Mention was afforded a few paragraphs ago as to how Willie was one of the founding members of the Bingo Committee within the GAA club in 1963, and, on my behalf, it can only be assumed that Paddy and Brian Smyth and maybe even my own late uncle Jimmy were on hand then too.

When Operation Bingo – which still runs every Friday to this day – commenced, the club had yet to begin its long and treasured association with Tom Yourell’s field, but Alpha House, which Tom also owned, was the venue for meetings while the Bingo found its first home in what was then the old Catholic Church – now the car park beside the current incarnation of the latter building.

It was quite the thrill for me, then, that when I became involved with the club at committee level in the late 1990s, Brian and Paddy and Willie were still heavily involved either as ‘workers’ on Friday nights or out on the floor playing.

One regret I do have from those years is not dropping into the Bingo more. Not so much for the game itself as to see the team at work. Paddy Mc in particular had a crew of runners – Willie included – ferrying the bundles of money into his fiefdom, where it was all bagged and batched in some system I could never quite figure out.

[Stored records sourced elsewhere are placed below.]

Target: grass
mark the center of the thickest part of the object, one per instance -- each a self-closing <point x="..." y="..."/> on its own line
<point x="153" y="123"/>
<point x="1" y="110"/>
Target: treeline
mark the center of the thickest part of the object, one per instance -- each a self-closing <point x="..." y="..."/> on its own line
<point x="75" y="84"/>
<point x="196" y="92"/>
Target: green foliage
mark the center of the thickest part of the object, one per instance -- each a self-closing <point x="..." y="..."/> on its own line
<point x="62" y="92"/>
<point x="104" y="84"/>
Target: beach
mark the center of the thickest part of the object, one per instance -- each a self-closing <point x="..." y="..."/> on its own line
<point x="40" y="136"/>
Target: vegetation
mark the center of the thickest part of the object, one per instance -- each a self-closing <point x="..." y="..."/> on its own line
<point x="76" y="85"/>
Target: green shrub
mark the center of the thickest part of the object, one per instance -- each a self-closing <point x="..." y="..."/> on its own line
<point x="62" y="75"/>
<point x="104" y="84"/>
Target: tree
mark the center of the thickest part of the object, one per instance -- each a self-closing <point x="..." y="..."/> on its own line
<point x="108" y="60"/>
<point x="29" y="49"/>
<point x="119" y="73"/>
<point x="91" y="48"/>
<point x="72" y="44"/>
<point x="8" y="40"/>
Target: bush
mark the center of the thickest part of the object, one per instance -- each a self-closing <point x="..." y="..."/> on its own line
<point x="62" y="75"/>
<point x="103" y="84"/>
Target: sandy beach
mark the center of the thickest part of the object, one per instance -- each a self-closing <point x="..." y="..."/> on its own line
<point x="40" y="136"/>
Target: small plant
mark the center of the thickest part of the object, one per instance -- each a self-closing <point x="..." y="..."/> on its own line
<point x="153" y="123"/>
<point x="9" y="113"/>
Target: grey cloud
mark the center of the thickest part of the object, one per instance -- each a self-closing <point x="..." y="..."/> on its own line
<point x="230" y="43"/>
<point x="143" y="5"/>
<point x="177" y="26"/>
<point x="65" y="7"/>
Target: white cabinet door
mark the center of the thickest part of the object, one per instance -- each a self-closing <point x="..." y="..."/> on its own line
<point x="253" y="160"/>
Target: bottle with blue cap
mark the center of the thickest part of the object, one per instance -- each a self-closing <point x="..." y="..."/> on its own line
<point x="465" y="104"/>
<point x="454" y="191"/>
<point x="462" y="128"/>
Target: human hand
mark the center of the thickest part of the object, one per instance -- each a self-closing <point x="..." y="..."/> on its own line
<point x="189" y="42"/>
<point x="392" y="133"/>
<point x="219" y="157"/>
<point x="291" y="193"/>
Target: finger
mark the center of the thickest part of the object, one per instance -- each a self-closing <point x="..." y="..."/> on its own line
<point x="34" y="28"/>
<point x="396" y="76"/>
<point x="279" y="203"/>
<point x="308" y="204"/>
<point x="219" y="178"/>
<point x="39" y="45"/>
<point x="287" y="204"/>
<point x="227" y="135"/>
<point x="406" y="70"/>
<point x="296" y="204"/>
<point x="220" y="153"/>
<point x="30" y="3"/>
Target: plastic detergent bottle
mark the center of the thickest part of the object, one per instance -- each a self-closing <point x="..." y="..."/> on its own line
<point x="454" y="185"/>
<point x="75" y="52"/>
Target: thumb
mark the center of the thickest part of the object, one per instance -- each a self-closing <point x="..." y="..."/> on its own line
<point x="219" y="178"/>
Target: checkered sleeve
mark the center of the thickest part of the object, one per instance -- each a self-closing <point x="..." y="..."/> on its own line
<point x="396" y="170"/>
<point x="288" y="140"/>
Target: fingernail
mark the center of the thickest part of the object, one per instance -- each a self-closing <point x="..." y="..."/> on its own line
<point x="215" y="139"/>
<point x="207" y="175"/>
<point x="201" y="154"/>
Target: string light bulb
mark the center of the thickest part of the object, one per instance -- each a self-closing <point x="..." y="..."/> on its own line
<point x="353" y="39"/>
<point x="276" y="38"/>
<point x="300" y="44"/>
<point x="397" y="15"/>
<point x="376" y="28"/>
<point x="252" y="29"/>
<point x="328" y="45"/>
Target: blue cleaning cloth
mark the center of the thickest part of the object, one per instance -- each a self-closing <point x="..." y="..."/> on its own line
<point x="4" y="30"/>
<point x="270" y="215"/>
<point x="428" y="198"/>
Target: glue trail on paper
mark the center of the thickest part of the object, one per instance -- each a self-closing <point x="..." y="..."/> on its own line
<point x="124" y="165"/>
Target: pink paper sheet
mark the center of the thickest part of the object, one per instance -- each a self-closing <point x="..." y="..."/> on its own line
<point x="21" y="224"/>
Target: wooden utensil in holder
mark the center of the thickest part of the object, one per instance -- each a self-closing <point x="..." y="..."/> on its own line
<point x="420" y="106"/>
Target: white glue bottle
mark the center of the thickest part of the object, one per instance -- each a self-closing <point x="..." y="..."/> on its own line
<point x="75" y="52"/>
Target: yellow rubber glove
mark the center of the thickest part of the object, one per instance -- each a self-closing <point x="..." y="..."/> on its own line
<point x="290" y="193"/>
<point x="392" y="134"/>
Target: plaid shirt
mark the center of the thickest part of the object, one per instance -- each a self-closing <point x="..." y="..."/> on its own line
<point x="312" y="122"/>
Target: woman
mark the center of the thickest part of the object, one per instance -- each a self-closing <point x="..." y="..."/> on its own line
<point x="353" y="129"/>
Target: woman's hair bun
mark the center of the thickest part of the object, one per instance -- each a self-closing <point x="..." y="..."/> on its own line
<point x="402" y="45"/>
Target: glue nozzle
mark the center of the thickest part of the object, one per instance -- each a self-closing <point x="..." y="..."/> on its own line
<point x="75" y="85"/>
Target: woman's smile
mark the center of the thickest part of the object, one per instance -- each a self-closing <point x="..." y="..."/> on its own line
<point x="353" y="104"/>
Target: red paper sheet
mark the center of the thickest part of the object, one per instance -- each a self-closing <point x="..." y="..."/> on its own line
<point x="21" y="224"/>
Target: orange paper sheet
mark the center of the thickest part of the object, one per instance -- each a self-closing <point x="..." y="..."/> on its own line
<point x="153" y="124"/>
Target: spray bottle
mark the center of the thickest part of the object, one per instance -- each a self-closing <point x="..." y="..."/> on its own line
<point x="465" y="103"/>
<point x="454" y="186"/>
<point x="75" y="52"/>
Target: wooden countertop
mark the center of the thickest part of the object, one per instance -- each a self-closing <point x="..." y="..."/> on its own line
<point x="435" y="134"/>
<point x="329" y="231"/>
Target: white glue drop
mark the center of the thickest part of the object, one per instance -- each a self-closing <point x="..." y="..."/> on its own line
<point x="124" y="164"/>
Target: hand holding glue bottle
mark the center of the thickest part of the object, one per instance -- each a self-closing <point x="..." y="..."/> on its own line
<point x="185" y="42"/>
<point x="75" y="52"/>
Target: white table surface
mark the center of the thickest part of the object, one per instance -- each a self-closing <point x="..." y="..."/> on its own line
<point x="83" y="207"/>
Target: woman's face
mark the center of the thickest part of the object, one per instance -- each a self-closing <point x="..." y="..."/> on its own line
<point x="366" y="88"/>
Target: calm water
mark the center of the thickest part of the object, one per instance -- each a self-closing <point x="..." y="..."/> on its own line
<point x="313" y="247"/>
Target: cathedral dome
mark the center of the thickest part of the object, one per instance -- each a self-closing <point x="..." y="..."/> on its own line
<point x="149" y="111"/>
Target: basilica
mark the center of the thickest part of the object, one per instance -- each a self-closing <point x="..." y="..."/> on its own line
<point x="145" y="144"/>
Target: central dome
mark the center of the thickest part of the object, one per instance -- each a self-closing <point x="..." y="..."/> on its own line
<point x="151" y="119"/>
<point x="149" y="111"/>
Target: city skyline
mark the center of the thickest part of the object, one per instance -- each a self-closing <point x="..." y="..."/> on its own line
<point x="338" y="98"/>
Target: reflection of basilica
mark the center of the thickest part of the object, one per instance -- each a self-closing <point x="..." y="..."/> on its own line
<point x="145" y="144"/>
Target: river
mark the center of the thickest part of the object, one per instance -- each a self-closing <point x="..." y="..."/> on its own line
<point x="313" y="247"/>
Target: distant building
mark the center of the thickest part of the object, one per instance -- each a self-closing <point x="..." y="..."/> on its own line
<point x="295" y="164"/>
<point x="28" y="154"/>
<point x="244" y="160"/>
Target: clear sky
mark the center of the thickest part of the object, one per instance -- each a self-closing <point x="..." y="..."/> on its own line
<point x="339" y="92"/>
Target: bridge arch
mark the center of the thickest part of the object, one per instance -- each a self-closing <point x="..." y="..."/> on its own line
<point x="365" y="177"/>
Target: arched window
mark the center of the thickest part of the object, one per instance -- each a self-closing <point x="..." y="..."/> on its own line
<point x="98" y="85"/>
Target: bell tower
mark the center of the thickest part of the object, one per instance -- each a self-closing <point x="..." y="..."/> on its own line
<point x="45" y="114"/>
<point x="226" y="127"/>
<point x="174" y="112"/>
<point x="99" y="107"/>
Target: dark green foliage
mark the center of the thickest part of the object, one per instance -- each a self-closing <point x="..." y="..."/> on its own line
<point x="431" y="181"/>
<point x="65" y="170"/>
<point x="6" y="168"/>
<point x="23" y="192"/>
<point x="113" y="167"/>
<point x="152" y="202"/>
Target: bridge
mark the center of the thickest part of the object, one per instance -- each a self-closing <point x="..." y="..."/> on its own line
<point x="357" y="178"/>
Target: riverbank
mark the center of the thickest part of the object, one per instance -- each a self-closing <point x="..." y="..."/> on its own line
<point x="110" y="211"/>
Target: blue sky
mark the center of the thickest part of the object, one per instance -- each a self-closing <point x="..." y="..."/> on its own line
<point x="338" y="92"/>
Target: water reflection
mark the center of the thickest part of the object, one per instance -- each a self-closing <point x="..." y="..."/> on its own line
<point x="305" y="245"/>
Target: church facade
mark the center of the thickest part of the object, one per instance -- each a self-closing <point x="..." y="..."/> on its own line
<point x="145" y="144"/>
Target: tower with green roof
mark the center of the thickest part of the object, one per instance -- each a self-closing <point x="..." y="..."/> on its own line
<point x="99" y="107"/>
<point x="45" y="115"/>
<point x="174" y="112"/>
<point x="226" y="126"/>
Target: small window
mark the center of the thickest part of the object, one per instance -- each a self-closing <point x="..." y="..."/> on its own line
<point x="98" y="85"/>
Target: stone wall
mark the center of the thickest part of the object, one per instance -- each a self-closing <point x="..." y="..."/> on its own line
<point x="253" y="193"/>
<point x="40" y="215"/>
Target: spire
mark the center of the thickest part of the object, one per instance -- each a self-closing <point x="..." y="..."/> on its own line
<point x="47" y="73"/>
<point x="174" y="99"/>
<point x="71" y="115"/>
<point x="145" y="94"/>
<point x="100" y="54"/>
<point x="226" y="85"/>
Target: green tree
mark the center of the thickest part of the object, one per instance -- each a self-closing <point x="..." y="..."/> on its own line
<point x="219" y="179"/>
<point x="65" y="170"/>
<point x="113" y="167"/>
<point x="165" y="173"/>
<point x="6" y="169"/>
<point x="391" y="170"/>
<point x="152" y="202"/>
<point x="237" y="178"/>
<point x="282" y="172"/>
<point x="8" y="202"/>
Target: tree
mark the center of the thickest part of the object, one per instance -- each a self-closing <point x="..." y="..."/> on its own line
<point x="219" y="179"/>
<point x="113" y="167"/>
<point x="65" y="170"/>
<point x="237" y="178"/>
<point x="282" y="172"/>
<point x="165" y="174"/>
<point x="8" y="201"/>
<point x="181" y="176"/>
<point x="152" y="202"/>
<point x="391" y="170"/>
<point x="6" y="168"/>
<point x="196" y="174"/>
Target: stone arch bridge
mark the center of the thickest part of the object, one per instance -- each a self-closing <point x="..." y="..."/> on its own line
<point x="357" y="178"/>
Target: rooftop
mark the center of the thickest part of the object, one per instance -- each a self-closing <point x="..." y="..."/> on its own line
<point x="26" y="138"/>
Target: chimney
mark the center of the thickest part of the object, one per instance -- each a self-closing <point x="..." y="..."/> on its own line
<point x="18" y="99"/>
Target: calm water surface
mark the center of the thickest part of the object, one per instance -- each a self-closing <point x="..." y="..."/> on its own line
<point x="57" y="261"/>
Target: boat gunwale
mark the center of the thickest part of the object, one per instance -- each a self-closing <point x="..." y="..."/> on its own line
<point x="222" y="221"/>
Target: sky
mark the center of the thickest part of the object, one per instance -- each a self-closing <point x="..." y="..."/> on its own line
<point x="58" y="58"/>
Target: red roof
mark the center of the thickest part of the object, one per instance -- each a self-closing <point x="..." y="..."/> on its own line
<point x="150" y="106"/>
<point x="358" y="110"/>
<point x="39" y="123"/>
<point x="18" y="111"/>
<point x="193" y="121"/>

One thing which was learned very quickly and entirely at my own expense and through my own fault, was that hell hath no fury like a Bingo Squad disturbed!

***

The other area in which Willie made many invaluable contributions to life in Dunboyne and indeed beyond was in relation to farming. In a condolence message on rip.ie, leading local agricultural activist Henry Corbally from Kilmainhamwood said “I knew William when he attended IFA meetings in Navan many years ago, he was a kind and friendly person who was very popular and whose opinions were always highly valued and respected”.

In another tribute, Dunboyne farmer Eamonn Walsh remembered Willie as a “True gentleman, scholar and part time revolutionary”. The latter being a reference to the key role played by Willie in the National Farmers’ Association (NFA)* protests of the late 1960s and early ’70s.

Led by Tipperary man Rikard Deasy, what basically amounted to industrial action of its time. was headlined by Mr Deasy fronting a 217-mile march from Bantry in Co Cork to Dail Eireann. Whereupon nine of those who spearheaded a campaign staged a sit-in protest when then Minister for Agriculture Charlie Haughey refused to meet the delegation.

Resultant from which a number of farmers, including Willie and Eamonn, were jailed for their part in the farmer unrest which took the form of refusing to pay rates owing to the diabolical prices producers were being fobbed off with for their work.

History will, though, be kind to them, as their selfless patriotism laid the way for the formation of the IFA as we know it now and also ensured their comrades got properly rewarded for their efforts. How ironic is it that, though time moves on and generations change, the challenges facing farmers in order to simply get fair prices for their produce never change.

Nor, indeed, do the demands facing clubs and groups of all sorts to be in financial positions to go after the success we all strive for and derive so much enjoyment from. Under both heading Willie Lynskey has left a legacy to be proud of and one which will live on locally and much further afield for generations to come. May he rest in peace.